NATO forces seized more than 5,300 pounds of processed opium in a
search of a "suspicious vehicle" in Kandahar on Friday, and the
commander of all Marines in southern Afghanistan Brigadier General
Larry Nicholson told the AP that Marjah, just west of the provincial
capital of Helmand province, is "where we're going next" to fight the
Taliban (AFP, AP).
Top
U.S. and NATO commander in Afghanistan General Stanley McChrystal said
in an interview with ABC that the additional U.S. troops being sent to
the country has "changed the way we operate" and cautioned that
although "we've made progress, it's not a completed mission" (ABC, AP).
Media appearances
The
Jordanian doctor and al Qaeda double agent believed to be behind the
Dec. 30 suicide attack at a CIA base in Khost, Afghanistan, which
killed seven CIA operatives and a Jordanian spy, appeared in a video
aired over the weekend alongside Pakistani Taliban chief Hakimullah
Mehsud, underlining the connections between the Taliban and al Qaeda (CNN, Aaj, NYT, McClatchy, BBC, Wash Post). Humam
Khalil Abu Mulal al-Balawi was shown vowing revenge for Hakimullah's
predecessor, Baitullah Mehsud, who was killed by a U.S.-operated drone
in August 2009.
The Washington Post
has today's must-read describing how al-Balawi detonated his explosives
"just before" he was going to be searched at Forward Operating Base
Chapman (Wash Post).
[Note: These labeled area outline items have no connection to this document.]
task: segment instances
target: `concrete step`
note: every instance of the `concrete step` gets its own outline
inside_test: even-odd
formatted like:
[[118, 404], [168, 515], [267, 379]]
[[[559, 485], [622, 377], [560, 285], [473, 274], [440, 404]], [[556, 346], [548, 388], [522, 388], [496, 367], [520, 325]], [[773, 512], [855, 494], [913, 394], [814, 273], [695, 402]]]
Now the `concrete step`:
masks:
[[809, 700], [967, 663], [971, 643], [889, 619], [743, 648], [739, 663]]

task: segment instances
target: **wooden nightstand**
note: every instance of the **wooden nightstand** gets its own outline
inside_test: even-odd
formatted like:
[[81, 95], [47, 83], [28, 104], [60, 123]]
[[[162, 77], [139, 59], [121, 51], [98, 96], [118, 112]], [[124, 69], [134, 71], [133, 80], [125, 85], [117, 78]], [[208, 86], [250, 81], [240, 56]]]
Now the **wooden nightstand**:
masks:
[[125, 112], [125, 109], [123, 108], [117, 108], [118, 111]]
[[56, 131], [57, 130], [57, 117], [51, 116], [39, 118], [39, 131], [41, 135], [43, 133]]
And on Sunday, CIA director Leon Panetta protested public commentary about the attack "suggesting that those who gave their lives somehow brought it upon
themselves because of "poor tradecraft." That's like saying Marines who
die in a firefight brought it upon themselves because they have poor
war-fighting skills" (Wash Post).
The Afghan government agreed on Saturday to assume
responsibility for the management of the U.S.-run military prison at
Bagram air base, which houses more than 700 detainees captured by U.S.
forces (NYT, AJE, AP).
Initially, the Afghan Ministry of Defense will run Bagram, and
eventually transition control to the Ministry of Justice, possibly by
the end of year.
Drone watching
Christopher
Drew has another fascinating read today describing the deluge of data
generated by U.S.-operated drones in Afghanistan and Iraq, writing that
Air Force drones gathered 24 years' worth of video over the two
countries last year, three times as much as in 2007 (NYT).
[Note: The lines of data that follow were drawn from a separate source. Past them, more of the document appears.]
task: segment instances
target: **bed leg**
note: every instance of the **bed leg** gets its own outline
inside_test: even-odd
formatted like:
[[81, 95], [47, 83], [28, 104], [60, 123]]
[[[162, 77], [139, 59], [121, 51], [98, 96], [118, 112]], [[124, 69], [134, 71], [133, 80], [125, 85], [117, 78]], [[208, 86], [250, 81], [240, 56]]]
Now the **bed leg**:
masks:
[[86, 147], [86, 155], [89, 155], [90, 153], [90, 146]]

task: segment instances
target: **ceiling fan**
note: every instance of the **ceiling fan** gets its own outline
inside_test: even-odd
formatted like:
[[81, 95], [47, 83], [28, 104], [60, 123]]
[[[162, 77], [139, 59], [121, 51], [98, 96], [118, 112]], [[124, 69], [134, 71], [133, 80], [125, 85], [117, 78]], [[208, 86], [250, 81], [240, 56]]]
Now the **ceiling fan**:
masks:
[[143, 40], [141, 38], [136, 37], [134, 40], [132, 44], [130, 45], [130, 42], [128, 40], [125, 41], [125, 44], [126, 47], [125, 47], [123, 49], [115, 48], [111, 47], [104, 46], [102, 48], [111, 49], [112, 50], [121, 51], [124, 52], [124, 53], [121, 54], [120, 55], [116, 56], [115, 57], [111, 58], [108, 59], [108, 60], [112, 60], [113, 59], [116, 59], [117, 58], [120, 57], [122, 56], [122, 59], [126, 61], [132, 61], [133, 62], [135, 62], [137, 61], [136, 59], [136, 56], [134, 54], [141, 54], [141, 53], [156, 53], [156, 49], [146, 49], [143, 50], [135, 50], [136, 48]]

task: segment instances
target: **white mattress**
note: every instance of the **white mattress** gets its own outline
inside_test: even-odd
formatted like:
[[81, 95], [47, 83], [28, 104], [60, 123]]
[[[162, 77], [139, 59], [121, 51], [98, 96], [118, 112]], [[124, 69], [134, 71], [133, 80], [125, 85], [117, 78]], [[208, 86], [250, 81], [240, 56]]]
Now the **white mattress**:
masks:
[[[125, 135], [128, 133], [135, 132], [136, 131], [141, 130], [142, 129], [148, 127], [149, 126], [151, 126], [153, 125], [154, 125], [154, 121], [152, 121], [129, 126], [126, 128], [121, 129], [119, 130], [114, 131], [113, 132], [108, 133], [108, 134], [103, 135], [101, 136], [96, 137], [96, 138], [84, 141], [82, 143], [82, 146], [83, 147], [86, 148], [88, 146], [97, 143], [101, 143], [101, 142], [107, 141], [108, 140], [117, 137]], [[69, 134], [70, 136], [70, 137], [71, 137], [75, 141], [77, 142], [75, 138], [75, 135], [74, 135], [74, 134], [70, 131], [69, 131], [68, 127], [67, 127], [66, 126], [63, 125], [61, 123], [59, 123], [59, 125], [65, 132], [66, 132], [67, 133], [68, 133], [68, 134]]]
And a handful of suspected militants were killed by the sixth reported
drone strike in Pakistan this year in the Ismail Khel village in the
Datta Khel region of North Waziristan on Saturday (AP, AFP, CNN, Geo, Times of India). Another reported drone strike targeted the town of Tappi in North Waziristan on Friday (AFP,
AP, CNN, Geo).
Dozens of people have been killed in a wave of targeted attacks since the beginning of the year in Karachi,
Pakistan's largest city, among rival political groups that "some say is
aimed at destabilizing the country's ruling coalition" (AP, Dawn, Daily Times). There were 86 targeted killings in Karachi in 2008, and 152 in 2009.
Pakistani
police have detained five female would-be suicide bombers in Islamabad
and the Swat Valley in Pakistan, and one of the girls told members of
the media that she had been trained by Maulana Fazlullah, the leader of
the Pakistani Taliban in Swat (Pajhwok). And Sarah Kershaw reviews a "range of patterns" that has emerged from the study of the psychology of terrorism (NYT).
Barnes and Noble Kabul
The
government of Denmark is funding the construction of three bookstores
in Kabul that will have the capacity to store up to 15 million books (Pajhwok). The facilities are scheduled to be completed within a year.